In Norm's diagram above, in order to avoid the deadly pattern 39 in rows 7 and 8, either r7c2 must be 5 or r8c9 must be 4, either of which forces r8c3 = 8 which also solves the puzzle. I think that's correct logic anyway....

Kathy

storm_norm · Joined: 18 Oct 2007 Posts: 1741

daj95376 · Joined: 23 Aug 2008 Posts: 3854

Norm, once you have the UR strong link, you can apply forcing chain logic -- my preference.

Marty R. · Posted: Fri Jan 30, 2009 11:33 pm Post subject:

How about an alternate solution? The 78 UR contains two Hidden URs. Because of the strong link on 7 in row 1, the 8 is removed from r3c7. Because of the strong link on 8 in row 3, the 7 is removed from r1c7.

The 39 UR is a standard Type 6 (X-Wing on 9), so the 9s must be present in both the bivalue cells. The puzzle is now reduced to a BUG+1, with r8c1 = 4 in order to squash the BUG.

Kdelle · Joined: 20 Mar 2008 Posts: 59 Location: Hudson, NH

Norm,

My thinking was that a 5 in r7c2 forced a 2 in r7c1 which forced a 3 in r7c3 and then a 4 i r5c3....eliminating a 4 in r8c3. I think that's probably what Danny was saying in his post....but I'm not sure I understand his language yet!!!!!!!!! I AM trying!

Kathy

storm_norm · Joined: 18 Oct 2007 Posts: 1741

Marty R. · Posted: Wed Feb 04, 2009 10:54 pm Post subject:

I just got around to doing this, even though I've already commented.
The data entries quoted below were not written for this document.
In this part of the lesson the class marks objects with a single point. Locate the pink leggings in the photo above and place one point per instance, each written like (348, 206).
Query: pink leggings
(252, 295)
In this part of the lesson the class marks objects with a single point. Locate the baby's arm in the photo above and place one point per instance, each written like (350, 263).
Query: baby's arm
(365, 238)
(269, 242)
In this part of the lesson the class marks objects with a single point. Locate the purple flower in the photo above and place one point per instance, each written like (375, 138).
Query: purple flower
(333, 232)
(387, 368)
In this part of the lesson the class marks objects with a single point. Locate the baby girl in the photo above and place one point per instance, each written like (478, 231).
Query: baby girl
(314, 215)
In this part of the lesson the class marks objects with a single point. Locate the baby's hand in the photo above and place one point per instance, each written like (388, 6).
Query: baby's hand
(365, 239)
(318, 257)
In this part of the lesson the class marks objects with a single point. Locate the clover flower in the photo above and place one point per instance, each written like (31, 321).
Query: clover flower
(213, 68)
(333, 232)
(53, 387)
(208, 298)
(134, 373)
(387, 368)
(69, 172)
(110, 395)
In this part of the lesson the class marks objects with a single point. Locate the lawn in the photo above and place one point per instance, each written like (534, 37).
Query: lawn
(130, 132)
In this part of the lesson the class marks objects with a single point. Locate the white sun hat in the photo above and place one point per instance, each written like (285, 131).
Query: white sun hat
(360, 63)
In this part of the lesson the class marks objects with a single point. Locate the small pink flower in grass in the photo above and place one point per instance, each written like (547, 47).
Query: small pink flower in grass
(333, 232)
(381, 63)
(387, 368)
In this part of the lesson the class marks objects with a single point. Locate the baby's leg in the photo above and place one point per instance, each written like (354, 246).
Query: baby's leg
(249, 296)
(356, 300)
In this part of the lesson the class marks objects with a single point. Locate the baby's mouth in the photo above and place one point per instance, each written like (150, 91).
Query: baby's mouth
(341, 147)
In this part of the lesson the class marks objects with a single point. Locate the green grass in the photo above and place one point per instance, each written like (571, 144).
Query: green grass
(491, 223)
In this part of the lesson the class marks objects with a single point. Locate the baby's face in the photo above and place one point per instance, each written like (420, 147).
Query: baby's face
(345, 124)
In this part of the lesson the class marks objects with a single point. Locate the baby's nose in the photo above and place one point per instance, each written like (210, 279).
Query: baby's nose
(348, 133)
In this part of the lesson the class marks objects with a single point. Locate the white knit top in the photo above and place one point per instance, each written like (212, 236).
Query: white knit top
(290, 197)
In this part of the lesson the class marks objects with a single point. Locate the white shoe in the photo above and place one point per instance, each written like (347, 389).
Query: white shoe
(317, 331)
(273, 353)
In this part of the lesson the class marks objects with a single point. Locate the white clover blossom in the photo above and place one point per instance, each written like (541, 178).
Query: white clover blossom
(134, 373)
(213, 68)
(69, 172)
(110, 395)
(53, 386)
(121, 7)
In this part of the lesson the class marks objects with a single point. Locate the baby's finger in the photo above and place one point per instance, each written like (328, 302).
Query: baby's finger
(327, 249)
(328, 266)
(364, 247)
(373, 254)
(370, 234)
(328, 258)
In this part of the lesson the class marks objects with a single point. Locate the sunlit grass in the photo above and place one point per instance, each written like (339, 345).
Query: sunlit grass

An XY-Wing on 283 took out a couple of 3s, then a pincer transport made more eliminations. A W-Wing on 34 with pincer transport finished it off.

Asellus · Posted: Wed Feb 04, 2009 11:42 pm Post subject:

Norm,

While the 78UR route to your elimination is fine, it isn't necessary:

(7)r8c1 - (7=3)r8c7 - (3=8)r2c7 - (8)r2c1=(8-7)r8c1; r8c1<>7

It is just a 2-cell XY-Chain extended with a conjugate link. Thus, a simple one-step solution without uniqueness assumptions.

daj95376 · Joined: 23 Aug 2008 Posts: 3854

This puzzle offers a host of solution paths ... and I don't mean all of the long XY-Chains.